This piece in the New York Times is unusual in that it seems to acknowledge that the wage gap between men and women, at least in elite professions, has to do with women taking more time off from work to be with kids.
Just as more women earned degrees, the jobs that require those degrees started paying disproportionately more to people with round-the-clock availability. At the same time, more highly educated women began to marry men with similar educations, and to have children. But parents can be on call at work only if someone is on call at home. Usually, that person is the mother.
This is not about educated women opting out of work (they are the least likely to stop working after having children, even if they move to less demanding jobs). It’s about how the nature of work has changed in ways that push couples who have equal career potential to take on unequal roles.
“Because of rising inequality, if you put in the extra hours, if you’re around for the Sunday evening discussion, you’ll get a lot more,” said Claudia Goldin, an economist at Harvard who is writing a book on the topic. To maximize the family’s income but still keep the children alive, it’s logical for one parent to take an intensive job and the other to take a less demanding one, she said. “It just so happens that in most couples, if there’s a woman and a man, the woman takes the back seat.”

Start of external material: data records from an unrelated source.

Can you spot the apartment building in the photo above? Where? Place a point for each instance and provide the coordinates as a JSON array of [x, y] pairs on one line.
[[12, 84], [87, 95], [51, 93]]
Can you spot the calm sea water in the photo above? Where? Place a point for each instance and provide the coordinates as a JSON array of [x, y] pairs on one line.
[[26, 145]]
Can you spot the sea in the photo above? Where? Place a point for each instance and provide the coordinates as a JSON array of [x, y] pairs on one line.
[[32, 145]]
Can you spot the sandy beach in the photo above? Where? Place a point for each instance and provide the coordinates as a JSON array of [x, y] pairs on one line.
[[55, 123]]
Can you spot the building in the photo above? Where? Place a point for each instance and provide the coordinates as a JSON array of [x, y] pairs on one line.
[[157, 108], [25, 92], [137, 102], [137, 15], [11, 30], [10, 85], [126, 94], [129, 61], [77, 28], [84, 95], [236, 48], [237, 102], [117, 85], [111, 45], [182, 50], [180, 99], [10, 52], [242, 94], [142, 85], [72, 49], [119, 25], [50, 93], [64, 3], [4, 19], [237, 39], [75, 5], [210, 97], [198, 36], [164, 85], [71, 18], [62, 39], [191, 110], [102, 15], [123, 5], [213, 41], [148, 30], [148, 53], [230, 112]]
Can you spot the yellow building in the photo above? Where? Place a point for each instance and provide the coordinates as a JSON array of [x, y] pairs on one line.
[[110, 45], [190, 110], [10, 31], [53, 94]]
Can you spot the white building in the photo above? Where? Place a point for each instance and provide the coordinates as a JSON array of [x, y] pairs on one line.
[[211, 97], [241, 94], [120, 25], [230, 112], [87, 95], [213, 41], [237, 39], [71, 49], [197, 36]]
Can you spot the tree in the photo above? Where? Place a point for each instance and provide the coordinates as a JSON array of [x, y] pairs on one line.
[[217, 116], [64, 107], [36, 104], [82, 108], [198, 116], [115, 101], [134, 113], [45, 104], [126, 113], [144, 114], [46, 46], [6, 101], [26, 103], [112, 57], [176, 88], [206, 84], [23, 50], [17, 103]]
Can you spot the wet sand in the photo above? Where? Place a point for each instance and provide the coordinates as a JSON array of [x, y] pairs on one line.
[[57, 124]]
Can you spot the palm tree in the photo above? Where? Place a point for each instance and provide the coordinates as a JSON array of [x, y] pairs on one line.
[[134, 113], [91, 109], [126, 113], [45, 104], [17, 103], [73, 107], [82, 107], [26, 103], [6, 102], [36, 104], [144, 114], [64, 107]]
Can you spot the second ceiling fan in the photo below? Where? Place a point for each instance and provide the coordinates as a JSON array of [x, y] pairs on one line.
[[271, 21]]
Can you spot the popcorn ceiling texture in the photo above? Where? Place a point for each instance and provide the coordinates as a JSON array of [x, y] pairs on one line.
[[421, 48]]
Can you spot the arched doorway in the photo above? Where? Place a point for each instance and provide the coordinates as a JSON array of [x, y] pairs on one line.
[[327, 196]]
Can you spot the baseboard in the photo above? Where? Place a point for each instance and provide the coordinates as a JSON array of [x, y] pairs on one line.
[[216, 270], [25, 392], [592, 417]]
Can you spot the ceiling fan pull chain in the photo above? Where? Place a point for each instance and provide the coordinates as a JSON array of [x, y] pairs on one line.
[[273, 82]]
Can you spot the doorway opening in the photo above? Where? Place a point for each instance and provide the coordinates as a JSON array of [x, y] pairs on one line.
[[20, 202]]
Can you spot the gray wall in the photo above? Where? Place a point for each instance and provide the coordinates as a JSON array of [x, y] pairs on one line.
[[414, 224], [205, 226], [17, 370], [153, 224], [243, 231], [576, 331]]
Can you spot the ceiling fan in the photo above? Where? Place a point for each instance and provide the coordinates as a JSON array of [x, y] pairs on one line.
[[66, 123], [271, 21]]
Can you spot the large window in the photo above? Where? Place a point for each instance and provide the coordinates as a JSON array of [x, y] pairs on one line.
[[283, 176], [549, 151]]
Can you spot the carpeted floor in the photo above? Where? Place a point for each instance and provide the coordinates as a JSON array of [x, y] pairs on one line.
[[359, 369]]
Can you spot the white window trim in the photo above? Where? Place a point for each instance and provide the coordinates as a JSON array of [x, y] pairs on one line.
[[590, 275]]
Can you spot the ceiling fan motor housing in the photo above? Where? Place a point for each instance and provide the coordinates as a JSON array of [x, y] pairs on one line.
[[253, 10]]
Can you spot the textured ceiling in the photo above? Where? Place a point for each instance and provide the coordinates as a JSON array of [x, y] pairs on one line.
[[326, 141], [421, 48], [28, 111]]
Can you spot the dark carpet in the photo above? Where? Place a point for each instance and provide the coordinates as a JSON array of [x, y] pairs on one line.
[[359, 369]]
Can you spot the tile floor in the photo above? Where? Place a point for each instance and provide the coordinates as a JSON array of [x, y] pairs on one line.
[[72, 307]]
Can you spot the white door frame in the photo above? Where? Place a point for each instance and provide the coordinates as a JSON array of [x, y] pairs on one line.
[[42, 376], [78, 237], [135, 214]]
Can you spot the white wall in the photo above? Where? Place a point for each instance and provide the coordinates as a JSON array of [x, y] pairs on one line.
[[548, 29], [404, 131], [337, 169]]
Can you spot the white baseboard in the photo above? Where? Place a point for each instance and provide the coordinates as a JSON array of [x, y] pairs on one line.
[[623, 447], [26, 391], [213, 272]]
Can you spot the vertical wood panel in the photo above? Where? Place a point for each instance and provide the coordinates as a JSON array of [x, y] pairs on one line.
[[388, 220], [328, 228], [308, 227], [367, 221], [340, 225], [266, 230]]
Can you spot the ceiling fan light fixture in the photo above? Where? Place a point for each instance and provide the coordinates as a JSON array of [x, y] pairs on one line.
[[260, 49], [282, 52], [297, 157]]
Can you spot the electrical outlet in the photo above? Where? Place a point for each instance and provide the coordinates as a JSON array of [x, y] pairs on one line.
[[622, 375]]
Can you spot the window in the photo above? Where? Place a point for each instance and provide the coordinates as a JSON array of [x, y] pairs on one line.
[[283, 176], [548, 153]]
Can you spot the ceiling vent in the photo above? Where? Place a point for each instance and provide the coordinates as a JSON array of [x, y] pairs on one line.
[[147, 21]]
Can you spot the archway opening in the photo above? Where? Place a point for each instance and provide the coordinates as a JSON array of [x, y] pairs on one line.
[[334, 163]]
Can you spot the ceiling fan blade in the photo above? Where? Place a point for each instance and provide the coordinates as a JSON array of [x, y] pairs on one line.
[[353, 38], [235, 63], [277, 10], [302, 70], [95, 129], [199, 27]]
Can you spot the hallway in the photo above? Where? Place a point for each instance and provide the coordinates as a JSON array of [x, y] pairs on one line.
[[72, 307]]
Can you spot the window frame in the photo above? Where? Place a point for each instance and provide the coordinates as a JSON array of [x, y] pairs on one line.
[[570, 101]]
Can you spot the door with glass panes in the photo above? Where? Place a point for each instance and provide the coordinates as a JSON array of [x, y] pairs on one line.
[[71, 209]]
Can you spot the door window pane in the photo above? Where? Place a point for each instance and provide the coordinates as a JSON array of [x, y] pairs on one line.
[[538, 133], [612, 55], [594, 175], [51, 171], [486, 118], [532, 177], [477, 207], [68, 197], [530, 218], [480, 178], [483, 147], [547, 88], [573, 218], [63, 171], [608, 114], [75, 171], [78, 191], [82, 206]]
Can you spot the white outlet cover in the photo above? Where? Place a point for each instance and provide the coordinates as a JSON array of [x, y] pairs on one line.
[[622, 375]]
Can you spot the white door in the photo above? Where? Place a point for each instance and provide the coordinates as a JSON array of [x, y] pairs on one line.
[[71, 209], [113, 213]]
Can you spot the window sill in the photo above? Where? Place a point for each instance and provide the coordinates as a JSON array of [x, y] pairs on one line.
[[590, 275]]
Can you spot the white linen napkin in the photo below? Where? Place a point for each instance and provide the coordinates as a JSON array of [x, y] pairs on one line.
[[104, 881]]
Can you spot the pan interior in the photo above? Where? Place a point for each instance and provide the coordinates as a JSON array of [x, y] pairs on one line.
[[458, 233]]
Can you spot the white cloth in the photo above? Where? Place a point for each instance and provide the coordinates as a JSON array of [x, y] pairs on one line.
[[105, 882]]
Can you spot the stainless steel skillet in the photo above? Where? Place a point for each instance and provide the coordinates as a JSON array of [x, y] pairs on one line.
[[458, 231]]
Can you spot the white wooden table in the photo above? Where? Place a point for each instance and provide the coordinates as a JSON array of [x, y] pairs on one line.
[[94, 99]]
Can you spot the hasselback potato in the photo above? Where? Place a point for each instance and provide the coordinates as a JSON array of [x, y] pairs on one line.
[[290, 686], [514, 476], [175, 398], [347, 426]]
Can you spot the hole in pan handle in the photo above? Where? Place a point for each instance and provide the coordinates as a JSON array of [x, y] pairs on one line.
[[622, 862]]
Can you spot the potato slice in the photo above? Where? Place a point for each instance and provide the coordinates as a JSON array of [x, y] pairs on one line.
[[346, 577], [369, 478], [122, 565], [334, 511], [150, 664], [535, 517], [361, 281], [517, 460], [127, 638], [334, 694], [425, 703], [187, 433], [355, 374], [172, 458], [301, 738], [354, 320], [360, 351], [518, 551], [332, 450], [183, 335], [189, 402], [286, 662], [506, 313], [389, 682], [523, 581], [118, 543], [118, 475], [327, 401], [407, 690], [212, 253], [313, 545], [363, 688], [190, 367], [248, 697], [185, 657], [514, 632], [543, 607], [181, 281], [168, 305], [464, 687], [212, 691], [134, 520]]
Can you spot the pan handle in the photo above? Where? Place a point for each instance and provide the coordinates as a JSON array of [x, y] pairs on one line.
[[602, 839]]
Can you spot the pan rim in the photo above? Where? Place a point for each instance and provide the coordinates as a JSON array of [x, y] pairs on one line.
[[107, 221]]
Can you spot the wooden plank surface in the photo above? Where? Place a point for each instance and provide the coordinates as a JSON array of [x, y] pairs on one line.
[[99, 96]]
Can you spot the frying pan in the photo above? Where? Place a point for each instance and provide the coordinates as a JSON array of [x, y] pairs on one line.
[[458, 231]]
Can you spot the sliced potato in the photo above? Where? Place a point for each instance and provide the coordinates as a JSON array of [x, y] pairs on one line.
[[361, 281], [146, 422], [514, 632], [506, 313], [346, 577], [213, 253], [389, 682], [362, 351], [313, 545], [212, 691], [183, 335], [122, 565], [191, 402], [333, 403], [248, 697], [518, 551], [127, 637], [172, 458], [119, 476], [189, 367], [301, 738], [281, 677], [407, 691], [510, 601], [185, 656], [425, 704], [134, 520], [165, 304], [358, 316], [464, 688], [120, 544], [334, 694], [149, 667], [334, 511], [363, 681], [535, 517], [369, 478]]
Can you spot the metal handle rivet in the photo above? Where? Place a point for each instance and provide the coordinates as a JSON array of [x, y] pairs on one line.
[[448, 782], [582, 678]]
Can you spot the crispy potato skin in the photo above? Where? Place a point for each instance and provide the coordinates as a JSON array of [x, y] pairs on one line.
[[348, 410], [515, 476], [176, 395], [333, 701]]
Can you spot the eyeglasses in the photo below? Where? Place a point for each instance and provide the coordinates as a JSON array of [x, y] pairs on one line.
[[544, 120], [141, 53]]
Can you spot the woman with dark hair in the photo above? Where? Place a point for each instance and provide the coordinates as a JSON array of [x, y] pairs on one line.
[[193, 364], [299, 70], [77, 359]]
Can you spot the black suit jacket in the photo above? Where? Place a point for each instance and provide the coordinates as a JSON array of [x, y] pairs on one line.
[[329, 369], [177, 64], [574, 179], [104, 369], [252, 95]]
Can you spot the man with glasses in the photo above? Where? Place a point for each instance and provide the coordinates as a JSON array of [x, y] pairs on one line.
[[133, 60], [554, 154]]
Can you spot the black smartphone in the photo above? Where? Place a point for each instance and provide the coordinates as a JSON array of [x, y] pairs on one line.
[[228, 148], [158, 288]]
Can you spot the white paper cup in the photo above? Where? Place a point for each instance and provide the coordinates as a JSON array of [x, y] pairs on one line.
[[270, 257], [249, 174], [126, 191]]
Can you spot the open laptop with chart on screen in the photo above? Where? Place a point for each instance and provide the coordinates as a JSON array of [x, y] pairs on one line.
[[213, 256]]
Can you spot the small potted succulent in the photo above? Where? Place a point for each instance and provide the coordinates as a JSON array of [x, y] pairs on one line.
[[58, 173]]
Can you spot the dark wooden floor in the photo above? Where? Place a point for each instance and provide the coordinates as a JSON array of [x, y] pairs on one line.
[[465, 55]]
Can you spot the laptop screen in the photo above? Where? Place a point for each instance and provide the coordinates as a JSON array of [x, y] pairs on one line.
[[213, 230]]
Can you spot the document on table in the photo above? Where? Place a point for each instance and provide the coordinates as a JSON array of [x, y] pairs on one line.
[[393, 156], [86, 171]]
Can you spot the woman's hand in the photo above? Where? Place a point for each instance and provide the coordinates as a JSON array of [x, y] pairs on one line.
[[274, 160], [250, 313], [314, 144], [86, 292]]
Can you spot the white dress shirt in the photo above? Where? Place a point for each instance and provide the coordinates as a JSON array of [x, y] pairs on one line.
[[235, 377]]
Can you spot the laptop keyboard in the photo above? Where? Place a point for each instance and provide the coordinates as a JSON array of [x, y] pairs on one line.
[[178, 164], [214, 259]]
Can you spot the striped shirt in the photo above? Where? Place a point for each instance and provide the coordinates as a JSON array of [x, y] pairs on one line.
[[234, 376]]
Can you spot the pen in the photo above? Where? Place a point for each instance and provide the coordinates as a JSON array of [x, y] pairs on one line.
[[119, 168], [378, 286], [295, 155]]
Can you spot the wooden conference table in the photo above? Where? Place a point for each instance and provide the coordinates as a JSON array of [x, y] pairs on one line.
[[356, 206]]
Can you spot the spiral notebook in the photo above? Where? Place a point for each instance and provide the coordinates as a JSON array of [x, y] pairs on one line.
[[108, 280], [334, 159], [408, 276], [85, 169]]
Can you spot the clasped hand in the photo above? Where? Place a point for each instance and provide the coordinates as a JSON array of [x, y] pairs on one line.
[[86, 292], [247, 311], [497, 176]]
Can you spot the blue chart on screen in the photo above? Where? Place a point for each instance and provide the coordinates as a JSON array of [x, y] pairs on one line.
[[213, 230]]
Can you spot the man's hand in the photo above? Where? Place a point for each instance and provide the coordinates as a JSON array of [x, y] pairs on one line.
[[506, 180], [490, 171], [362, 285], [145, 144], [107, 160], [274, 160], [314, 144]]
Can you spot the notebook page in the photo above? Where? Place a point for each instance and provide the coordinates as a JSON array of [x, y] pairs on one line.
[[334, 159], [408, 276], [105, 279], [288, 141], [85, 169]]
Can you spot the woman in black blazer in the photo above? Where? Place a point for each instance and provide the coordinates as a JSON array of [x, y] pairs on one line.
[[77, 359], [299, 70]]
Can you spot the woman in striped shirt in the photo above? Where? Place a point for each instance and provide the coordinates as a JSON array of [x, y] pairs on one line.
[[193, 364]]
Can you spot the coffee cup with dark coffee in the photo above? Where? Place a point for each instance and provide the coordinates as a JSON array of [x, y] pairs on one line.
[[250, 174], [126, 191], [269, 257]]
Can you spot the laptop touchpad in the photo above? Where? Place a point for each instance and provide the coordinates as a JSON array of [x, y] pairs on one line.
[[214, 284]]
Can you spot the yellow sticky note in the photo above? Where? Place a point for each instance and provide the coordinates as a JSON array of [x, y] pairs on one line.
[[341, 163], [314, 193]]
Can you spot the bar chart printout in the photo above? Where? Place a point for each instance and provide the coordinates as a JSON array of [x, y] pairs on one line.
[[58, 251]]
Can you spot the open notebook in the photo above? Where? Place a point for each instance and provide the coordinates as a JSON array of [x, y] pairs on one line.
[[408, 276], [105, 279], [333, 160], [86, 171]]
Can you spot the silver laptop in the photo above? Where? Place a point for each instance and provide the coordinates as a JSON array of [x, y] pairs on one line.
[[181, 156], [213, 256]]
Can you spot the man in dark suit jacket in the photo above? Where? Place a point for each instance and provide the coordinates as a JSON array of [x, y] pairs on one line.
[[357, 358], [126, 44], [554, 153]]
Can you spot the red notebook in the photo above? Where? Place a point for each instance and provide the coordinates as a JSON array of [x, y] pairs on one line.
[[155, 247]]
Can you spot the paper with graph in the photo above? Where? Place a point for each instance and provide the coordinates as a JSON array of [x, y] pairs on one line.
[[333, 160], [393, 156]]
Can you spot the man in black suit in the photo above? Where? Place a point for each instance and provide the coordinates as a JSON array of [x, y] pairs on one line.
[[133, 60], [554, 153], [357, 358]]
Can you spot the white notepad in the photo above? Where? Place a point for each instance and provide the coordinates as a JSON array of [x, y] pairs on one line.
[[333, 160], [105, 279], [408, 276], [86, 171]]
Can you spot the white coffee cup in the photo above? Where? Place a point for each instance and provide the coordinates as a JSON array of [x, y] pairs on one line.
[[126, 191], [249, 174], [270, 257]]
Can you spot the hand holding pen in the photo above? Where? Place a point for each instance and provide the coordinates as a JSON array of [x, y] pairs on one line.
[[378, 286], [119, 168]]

Of course, there are a number of reasons for this that the New York Times, being the New York Times, doesn’t discuss at all.
For one thing, women hate to “marry down.” So, a high powered female CEO isn’t going to marry a guy in a menial job who could conceivably stay home with the kids because she thinks guys like that are beneath her. Women like that almost always pick a guy that at least has a comparable job & earning potential. So, when a baby comes along, something has to give.